Luckily enough, he has been surrounded by Korean colleagues like Seoul's Joint Chiefs of Staff Chairman (JCS) Gen. Park Han-ki and Deputy CFC Commander Kim Byung-joo, with whom he said he has been "linked shoulder to shoulder."

"I have Deputy Commander Gen. Kim who is incredibly valuable," the commander said. "He is not only a deputy, but he has been taking me under his wing to school me on Korean culture and nuances of life in Korea. So it has been terrific."

U.S. Forces Korea Commander Gen.
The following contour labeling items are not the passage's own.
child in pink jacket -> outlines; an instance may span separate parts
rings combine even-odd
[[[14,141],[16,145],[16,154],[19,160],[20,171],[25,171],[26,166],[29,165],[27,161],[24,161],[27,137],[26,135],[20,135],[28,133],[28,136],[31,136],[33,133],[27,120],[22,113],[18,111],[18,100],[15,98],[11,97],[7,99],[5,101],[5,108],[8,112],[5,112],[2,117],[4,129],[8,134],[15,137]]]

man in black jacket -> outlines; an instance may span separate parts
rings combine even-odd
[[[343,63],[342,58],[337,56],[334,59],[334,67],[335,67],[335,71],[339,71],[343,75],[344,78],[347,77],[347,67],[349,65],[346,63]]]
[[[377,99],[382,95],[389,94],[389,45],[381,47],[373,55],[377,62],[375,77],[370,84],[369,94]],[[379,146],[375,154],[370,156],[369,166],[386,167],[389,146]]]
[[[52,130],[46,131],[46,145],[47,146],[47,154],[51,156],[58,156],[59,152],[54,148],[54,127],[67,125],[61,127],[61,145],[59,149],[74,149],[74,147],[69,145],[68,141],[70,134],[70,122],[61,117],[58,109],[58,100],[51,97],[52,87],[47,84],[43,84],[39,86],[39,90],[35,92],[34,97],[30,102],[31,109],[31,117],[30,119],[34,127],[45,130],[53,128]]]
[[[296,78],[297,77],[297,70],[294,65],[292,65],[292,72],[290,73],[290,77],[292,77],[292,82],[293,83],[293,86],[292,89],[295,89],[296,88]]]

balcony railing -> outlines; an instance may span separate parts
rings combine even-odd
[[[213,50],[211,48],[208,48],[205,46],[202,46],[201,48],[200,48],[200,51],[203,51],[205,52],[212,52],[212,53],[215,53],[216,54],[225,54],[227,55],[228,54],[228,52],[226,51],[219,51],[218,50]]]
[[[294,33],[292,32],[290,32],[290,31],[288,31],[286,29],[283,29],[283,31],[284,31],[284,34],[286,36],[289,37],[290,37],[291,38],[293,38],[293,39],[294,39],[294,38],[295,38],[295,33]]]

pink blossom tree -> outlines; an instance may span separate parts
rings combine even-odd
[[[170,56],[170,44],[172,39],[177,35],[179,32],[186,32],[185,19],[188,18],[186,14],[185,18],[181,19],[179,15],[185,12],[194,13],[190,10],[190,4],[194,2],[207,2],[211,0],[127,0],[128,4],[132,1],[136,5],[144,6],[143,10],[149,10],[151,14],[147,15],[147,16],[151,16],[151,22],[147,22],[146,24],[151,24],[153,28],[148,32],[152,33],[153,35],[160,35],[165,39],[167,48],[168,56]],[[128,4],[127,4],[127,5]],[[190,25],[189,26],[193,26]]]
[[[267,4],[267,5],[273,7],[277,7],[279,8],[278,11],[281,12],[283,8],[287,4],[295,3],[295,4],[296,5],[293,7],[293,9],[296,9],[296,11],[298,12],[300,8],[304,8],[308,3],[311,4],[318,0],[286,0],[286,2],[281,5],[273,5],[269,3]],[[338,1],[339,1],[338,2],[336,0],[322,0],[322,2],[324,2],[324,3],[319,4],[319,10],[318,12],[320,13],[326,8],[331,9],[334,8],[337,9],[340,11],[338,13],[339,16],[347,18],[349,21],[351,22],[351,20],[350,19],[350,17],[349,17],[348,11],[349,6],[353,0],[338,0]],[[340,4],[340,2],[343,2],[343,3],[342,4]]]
Robert Abrams speaks during an interview with Yonhap News Agency at his office in Yongsan Garrison in Seoul on March 13, 2019. (Yonhap)
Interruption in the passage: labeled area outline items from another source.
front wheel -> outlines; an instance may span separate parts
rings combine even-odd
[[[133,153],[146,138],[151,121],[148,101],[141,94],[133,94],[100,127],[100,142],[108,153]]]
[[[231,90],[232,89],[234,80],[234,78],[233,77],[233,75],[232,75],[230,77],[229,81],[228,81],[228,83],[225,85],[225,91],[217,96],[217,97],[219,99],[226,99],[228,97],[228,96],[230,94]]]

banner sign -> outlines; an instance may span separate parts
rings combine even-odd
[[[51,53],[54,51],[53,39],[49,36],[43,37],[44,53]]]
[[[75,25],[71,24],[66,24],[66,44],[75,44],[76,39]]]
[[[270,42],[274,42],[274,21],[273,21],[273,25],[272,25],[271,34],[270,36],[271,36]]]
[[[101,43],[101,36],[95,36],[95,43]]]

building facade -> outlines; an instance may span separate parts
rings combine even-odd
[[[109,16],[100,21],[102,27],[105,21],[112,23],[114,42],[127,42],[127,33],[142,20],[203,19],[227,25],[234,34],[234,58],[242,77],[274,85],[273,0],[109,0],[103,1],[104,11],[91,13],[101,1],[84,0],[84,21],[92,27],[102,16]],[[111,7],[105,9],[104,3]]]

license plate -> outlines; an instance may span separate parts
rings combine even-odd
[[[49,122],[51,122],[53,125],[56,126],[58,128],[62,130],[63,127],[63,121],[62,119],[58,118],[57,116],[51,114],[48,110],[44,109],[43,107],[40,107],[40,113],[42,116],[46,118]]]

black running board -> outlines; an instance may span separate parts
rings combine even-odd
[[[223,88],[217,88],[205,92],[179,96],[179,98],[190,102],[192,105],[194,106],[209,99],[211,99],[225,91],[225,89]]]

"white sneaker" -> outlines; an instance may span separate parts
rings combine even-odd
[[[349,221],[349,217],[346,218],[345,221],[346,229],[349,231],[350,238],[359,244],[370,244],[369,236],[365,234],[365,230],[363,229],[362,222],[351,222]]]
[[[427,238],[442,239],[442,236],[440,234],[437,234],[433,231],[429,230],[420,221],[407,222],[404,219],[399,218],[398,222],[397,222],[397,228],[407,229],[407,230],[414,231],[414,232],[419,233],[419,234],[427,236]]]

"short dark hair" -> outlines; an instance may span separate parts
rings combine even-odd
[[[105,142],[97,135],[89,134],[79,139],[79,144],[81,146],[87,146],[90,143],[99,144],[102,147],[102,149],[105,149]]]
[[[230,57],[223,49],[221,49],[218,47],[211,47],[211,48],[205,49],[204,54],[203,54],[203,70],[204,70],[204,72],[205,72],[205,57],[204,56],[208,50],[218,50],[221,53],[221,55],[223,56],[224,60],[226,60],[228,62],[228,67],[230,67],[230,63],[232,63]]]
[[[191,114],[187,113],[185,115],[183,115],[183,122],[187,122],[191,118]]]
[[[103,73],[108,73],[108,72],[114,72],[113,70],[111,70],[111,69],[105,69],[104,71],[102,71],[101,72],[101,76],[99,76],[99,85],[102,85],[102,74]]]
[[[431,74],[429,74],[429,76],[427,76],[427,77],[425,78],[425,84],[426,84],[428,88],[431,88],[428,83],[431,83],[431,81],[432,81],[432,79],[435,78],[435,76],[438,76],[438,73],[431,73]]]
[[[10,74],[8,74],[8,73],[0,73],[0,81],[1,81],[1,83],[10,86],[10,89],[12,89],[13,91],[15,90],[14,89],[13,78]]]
Though he had never been stationed in Korea before his USFK stint, the general was already well-versed in the operational environment here through more than a hundred Korea-based military exercises -- a reason why he was able to focus on learning about Korea in his first several months here.

"My first 30 days ... it was non-stop getting to meet everybody, building relationships. I had countless meetings with senior leaders from across the ROK government," he said. ROK stands for South Korea's official name, Republic of Korea.
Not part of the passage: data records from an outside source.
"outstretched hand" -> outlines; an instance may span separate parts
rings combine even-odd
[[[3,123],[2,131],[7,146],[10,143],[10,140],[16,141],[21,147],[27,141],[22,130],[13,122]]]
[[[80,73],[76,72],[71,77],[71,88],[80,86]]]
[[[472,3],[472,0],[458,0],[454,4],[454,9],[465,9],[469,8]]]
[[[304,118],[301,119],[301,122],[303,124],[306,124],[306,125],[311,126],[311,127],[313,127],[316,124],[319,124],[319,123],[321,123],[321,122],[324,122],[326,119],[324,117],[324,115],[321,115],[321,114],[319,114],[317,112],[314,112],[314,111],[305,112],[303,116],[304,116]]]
"I have been immersed in Korean culture, and it has been really terrific. You have a 5,000-year history. ... It has been fascinating," he added.

The commander even took a one-week leave of absence right after Christmas and traveled around Seoul and the surrounding areas with his son from the U.S.

"We've been all over the place. We've visited two or three ancient palaces and went to the (presidential) Blue House and Namsan Tower," he said. "I think I've been to every market in the greater Seoul metropolitan area. It has just been fantastic."

Four months after his inauguration, he still vividly remembers the warm welcome he received during his change of command ceremony at Camp Humphreys, a sprawling U.S. base in Pyeongtaek, 70 kilometers south of Seoul.

"I couldn't ask for a better welcome," he said. "It was very cold and raining. And I was pleasantly surprised by the very strong showing of all of the senior leaders, both civilian and military, from across the ROK population."

His tour of duty began at a crucial juncture for both Seoul and Washington, as the allies stepped up their diplomacy to denuclearize North Korea and establish a lasting peace regime on the peninsula.

During the interview, the commander underscored his resolve to deepen the alliance, portraying it as "more than ironclad."

"This is an alliance that was forged 69 years ago in the crucible of the land combat. It has been challenged over the years with many different factors, but the military alliance is rock-solid," Abrams said.

"Korean people can sleep well at night knowing about the strength of the ROK-US alliance. The alliance is very strong. We have great relationships, and we have a ready force if ever called upon," he added.

Abrams has an illustrious military family background. His father was Gen. Creighton W. Abrams Jr., a former Army chief of staff. Retired Gen. John N. Abrams, the former commander of Army Training and Doctrine Command, and retired Brig. Gen. Creighton W. Abrams Jr. are his brothers.

He earned his commission from the U.S. Military Academy in 1982. He has commanded a series of key Army units in combat operations, including in Saudi Arabia, Kuwait, Iraq and Afghanistan.

Before his USFK stint, he served as the chief of the U.S. Army Forces Command at Fort Bragg, North Carolina, from August 2015 until October last year. In the Army's largest organization, he led 229,000 active-duty soldiers.